Here's another video that seems to suffer from the same sort of tip stalling issue.

http://www.youtube.com/watch?v=LTUoG...eature=related

It looks like the Ziroli crash could have been avoided with a little more airspeed. On takeoff they survive one tip stall oscillation and the nose lowers and it seems like all would be well if they had let the model accelerate some more. But the trees on the edge of the field obviously had the pilot's attention and he tried to pull the nose up before he had the right airspeed and we saw the result. On the second video it seems like a combination of an overweight model combined with the same tip stalling issue. Except in this case it occurs at the bottom of a dive pullout due to, presumably, the weight of the model and the small size combining to form a high G loaded stall.
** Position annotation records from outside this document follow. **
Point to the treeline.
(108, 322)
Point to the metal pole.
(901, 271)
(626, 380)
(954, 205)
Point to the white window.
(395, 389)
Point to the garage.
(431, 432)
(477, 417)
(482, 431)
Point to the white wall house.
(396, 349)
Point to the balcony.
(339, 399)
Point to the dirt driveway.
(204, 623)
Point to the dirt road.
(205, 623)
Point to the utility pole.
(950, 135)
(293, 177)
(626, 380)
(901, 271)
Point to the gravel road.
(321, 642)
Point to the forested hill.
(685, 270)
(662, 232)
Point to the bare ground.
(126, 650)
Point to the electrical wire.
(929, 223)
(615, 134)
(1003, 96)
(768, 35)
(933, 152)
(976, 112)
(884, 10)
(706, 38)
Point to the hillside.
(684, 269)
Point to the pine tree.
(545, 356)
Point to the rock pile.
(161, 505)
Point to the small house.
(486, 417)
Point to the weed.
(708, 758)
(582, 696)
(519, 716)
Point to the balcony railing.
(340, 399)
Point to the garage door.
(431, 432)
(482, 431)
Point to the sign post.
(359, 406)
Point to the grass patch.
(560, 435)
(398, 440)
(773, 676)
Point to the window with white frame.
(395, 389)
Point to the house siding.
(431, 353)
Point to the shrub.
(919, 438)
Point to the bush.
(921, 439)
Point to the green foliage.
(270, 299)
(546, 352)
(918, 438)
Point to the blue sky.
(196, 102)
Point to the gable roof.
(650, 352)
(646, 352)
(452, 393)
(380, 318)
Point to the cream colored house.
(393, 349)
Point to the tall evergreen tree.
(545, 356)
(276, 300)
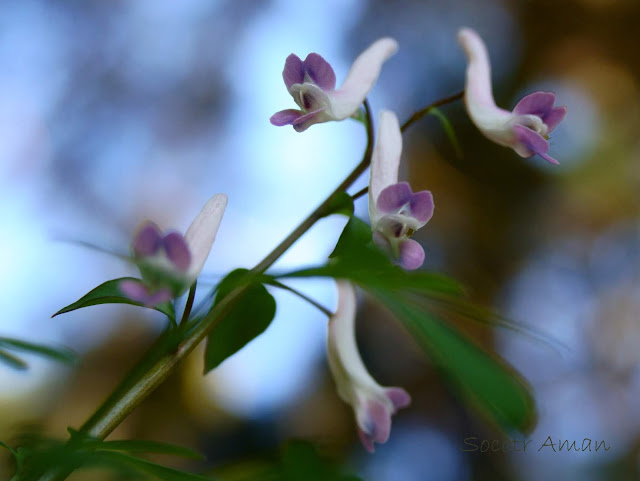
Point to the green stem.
(135, 388)
(422, 112)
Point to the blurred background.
(114, 112)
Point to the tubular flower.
(373, 404)
(527, 127)
(312, 84)
(395, 211)
(170, 263)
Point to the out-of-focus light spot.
(417, 453)
(577, 134)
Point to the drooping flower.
(395, 211)
(527, 127)
(312, 84)
(372, 404)
(170, 263)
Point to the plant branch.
(135, 388)
(302, 296)
(422, 112)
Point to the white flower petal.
(385, 161)
(202, 233)
(361, 77)
(345, 363)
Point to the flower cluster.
(395, 211)
(527, 127)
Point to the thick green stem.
(422, 112)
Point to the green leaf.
(248, 318)
(341, 203)
(448, 128)
(9, 448)
(111, 458)
(481, 378)
(135, 446)
(12, 361)
(357, 259)
(302, 461)
(109, 293)
(58, 354)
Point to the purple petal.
(378, 422)
(285, 117)
(177, 251)
(293, 72)
(305, 121)
(138, 292)
(393, 197)
(533, 141)
(411, 254)
(320, 71)
(553, 118)
(147, 241)
(421, 206)
(367, 441)
(399, 397)
(536, 103)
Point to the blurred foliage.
(248, 317)
(482, 379)
(12, 360)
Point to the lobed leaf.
(248, 318)
(479, 377)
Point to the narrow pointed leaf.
(135, 446)
(482, 379)
(109, 293)
(448, 129)
(357, 259)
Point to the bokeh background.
(112, 112)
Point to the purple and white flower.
(527, 127)
(395, 211)
(170, 263)
(373, 404)
(312, 84)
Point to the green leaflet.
(109, 293)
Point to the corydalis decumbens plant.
(170, 263)
(312, 84)
(527, 127)
(396, 212)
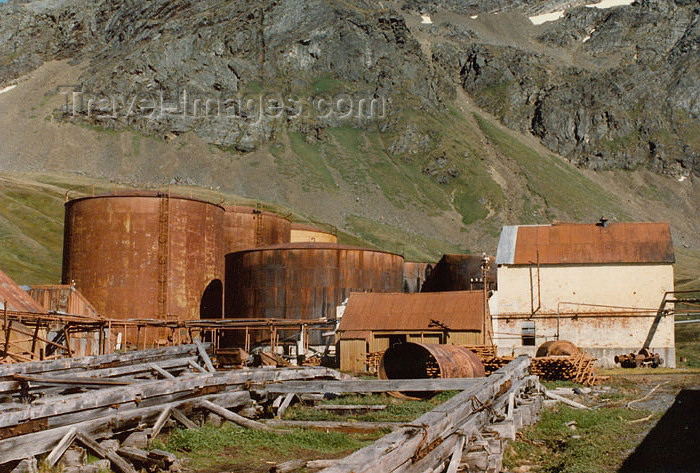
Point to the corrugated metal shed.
(577, 243)
(17, 299)
(457, 310)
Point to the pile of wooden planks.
(455, 435)
(579, 368)
(46, 407)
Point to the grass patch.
(389, 238)
(598, 444)
(231, 445)
(578, 198)
(311, 163)
(688, 345)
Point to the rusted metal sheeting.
(17, 298)
(144, 254)
(248, 227)
(64, 299)
(415, 274)
(418, 360)
(458, 310)
(574, 243)
(303, 233)
(460, 273)
(305, 280)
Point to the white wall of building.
(576, 292)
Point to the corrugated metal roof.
(17, 299)
(506, 245)
(577, 243)
(458, 310)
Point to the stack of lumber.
(579, 368)
(49, 406)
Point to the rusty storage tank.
(461, 273)
(415, 274)
(305, 280)
(304, 233)
(248, 227)
(145, 254)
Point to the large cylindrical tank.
(425, 360)
(146, 255)
(248, 227)
(303, 233)
(305, 280)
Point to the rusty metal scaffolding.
(38, 344)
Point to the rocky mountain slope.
(420, 126)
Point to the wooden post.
(7, 328)
(34, 338)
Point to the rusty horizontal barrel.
(419, 360)
(557, 348)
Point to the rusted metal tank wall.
(143, 255)
(303, 233)
(415, 274)
(305, 280)
(247, 227)
(460, 273)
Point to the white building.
(600, 286)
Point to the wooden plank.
(161, 371)
(117, 462)
(52, 380)
(396, 450)
(194, 365)
(204, 356)
(62, 446)
(377, 385)
(285, 404)
(233, 417)
(160, 422)
(179, 416)
(456, 455)
(37, 443)
(86, 362)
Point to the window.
(528, 333)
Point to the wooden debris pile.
(115, 405)
(464, 433)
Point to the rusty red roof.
(17, 299)
(581, 243)
(458, 310)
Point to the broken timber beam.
(398, 450)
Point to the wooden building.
(372, 322)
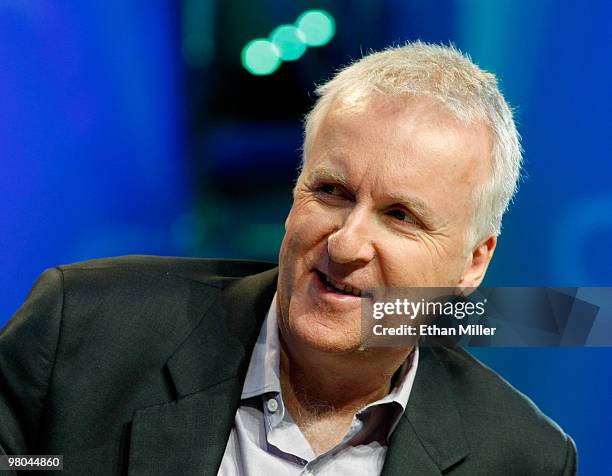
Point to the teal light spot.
(260, 57)
(318, 27)
(290, 42)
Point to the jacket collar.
(208, 371)
(430, 437)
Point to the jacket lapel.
(189, 435)
(429, 438)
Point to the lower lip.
(332, 296)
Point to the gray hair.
(468, 92)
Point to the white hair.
(468, 92)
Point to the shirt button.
(272, 405)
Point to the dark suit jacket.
(135, 366)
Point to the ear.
(477, 263)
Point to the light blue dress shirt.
(266, 441)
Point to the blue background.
(131, 127)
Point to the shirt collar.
(263, 374)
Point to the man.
(172, 366)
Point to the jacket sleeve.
(28, 345)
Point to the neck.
(340, 382)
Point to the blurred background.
(150, 127)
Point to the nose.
(351, 243)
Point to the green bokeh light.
(260, 57)
(318, 27)
(290, 42)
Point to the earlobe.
(478, 262)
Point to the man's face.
(384, 200)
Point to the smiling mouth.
(337, 287)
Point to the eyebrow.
(423, 212)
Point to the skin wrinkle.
(344, 223)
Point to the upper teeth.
(346, 288)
A large amount of washout could possibly have avoided both of these instances or at least made the departures less radical and controllable. And without knowing the flying weight and wing loading it's hard to say but it's entirely possible that the first was overweight or at least on the edge enough that it required a more knowledgable hand at the controls to work towards avoiding the issues. He tries to climb away immediately on takeoff rather than letting it accelerate in the ground effect. A little more speed and letting the model reach trim speed and nose up naturally into a climb would have avoided this issue. Granted it was a first flight and the trim condition was unknown but in any event a little more speed would have helped. I don't know about you guys but models on grass fields often get bumped into the air when they are all too close to the ragged edge. And a heavy wing loading combined with a "scale" amount of power means that such a model needs a bit of time to reach a safe climb speed.

Added to this issue would be the likely use of large aileron deflections to try to pick up the wing. The adverse yaw and aileron induced stalling on such a critical wing shape flown at a near stall speed would make such inputs disasterous. This may have been a factor in both videos.

All in all an interesting thread and some excellent studies on all counts. It points out that the venerable DC-3 design may be a long lived one but that it's not without its foibles that pilots need to come to terms with before they can expect a long and healthy career.

A super light version will avoid SOME of the issues but the tendency will still be there. An initial takeoff that lift off and then flies level at first would be a wise precaution. As the model speeds up to a safe speed it should establish a natural climb with any stick pressure being held at the same setting that provided the level flight in the ground effect. If it doesn't want to climb out naturally then only give it some additional up pressure after a couple or three seconds. Given what we've seen in these videos and simulator studies this is how I'd approach it until the model's charactaristics are well known.